Since you are a devote of Vedic religion, we must simply agree to disagree, but doubtless just as I find something defective in the temporal eternity of cyclic Hindu cosmology, you see something wrong with the atemporal eternity Christians attribute to the Uncreated God.
Hmmm - I'm not sure what your disagreement is with the Hindu cyclical creation of the material universes. The Vedas state clearly that beyond the creation there is the eternal Kingdom of God - one name in Sanskrit is Para Vyoma, the Supreme Sky. It is stated that the eternal sky, or eternal Kingdom of God, is changeless, is never created, never destroyed, and is actually the reality, of which this world is just like a shadow.

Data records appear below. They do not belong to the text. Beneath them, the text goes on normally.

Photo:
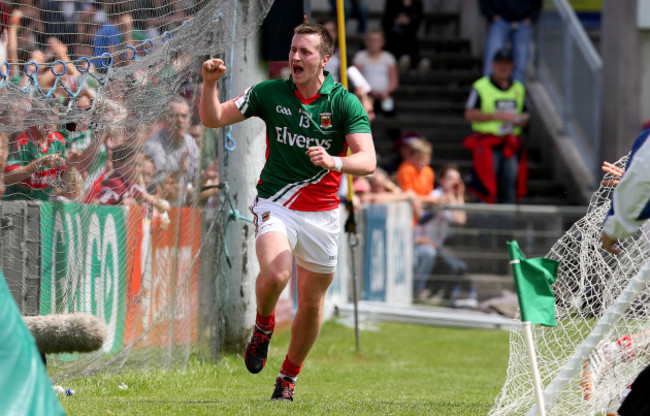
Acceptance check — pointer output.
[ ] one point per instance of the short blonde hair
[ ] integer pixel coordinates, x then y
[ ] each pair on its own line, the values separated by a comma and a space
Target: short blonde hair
420, 146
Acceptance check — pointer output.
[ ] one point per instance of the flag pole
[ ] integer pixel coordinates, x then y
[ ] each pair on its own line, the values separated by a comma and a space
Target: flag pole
532, 356
350, 224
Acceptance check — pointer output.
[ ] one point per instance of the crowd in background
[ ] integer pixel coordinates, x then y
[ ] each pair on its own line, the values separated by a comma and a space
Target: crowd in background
172, 162
159, 164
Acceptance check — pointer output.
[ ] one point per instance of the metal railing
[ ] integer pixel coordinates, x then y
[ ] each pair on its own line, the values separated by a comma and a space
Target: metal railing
570, 68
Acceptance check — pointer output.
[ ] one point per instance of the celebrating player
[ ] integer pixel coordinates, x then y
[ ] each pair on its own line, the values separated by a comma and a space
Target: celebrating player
310, 124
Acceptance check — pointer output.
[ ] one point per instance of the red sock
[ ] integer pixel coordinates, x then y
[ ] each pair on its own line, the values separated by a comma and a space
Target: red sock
290, 369
265, 323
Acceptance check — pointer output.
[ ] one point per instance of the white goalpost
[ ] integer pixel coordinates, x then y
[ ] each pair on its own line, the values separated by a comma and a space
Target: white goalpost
120, 203
600, 344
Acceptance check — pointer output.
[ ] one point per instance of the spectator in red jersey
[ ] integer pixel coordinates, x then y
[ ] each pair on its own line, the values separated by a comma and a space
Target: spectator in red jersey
35, 163
121, 187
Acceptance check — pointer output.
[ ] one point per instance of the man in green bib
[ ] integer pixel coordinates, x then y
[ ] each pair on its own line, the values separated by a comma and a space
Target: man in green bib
497, 110
311, 122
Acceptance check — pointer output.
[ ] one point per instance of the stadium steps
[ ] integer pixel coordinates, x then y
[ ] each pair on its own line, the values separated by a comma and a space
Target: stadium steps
432, 103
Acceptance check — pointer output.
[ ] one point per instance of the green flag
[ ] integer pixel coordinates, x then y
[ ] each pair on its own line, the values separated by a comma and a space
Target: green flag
533, 280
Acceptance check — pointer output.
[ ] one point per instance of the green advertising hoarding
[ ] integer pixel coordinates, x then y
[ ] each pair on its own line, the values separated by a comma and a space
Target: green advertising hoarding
83, 264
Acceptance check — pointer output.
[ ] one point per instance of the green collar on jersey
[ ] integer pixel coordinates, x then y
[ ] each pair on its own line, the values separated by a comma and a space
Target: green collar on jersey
325, 89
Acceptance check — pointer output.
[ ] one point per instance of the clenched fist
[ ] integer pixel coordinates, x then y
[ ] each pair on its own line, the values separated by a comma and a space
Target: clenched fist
213, 70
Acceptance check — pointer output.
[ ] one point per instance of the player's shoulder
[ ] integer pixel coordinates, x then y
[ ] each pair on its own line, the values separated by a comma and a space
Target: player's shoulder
272, 85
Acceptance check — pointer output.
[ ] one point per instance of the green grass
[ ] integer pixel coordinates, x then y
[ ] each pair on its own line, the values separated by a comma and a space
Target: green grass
401, 370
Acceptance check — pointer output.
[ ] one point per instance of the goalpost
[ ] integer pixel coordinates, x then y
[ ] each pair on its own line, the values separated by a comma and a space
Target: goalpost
600, 343
85, 87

This world exists, but it is temporary, and its purpose is like a reformatory. This realm only is subject to repeated creation and destruction, but the time scale is exceedingly long. The creation and destruction of the material universes have nothing to do with the eternal existence of God's Kingdom, which is in no way affected.
I think we may agree more than you might guess. Atemporarl eternity sounds exactly correct, and God is described as being uncreated, the source of everything, eternally existant.
ping and mark to read later
And if you read Leviticus you'll discover that bats are birds, and if you read Joshua, you'll discover that the sun revolves around the earth.
Why is simple metaphor such a mystery for some people?
Here you go, remember don't apply modern taxonomy to the Bible:
http://www.carm.org/diff/Lev_11_19.htm
"Why, pray tell, do you fancy that your reading of the Holy Scriptures at a remove of nearly two millenia (with its obvious modern bias toward literal textual interpretation) is superior to that given by the generation of Christians alive when the canon of Scripture was fixed, and living in the same linguistic and cultural milieu as the Holy Apostles a mere two and a half centuries earlier?
Neither St. Basil the Great nor St. Gregory of Nyssa nor St. John Chrysostom felt any compulsion to interpet Genesis literally. St. Basil wrote "It matters not whether you say 'day' or 'aeon' the thought is the same." St. Gregory of Nyssa described the first two chapters of Genesis as "doctrine in the guise of a narrative."
Medieval Jewish commentators similarly did not read the opening of Genesis literally, but interpreted it (in ways very similar to that given by the Christian Fathers just mentioned) on the basis of its odd structure in the Hebrew and the oddity of having it fixed first in the Torah, when it itself is not at a surface level an expression of the Law.
Incidentally, don't sound silly when discussing Darwinism: no one believes we are descendants of monkeys, though evolutionists believe they and we have common ancestors--and rather distantly."
Can you provide proof that we have a common ancestor with monkeys?
(Crickets chirping)
Just because some saints interpret the Bible wrongly does not convince me that the Bible is just one big metaphor and can be interpreted to whatever strikes your fancy. (I am not denying that there aren't metaphors in the Bible e.g. Revelation, what I am saying is that the Bible is not one big metaphor.)
for later
Is this a joke... Is this from the Onion... This can't be serious...
You forgot to say "Sarcasm off"
This can't be serious... >>
It can't?
Jan should have been around a few thousand years ago when Greek and Roman culture really altered Christianity.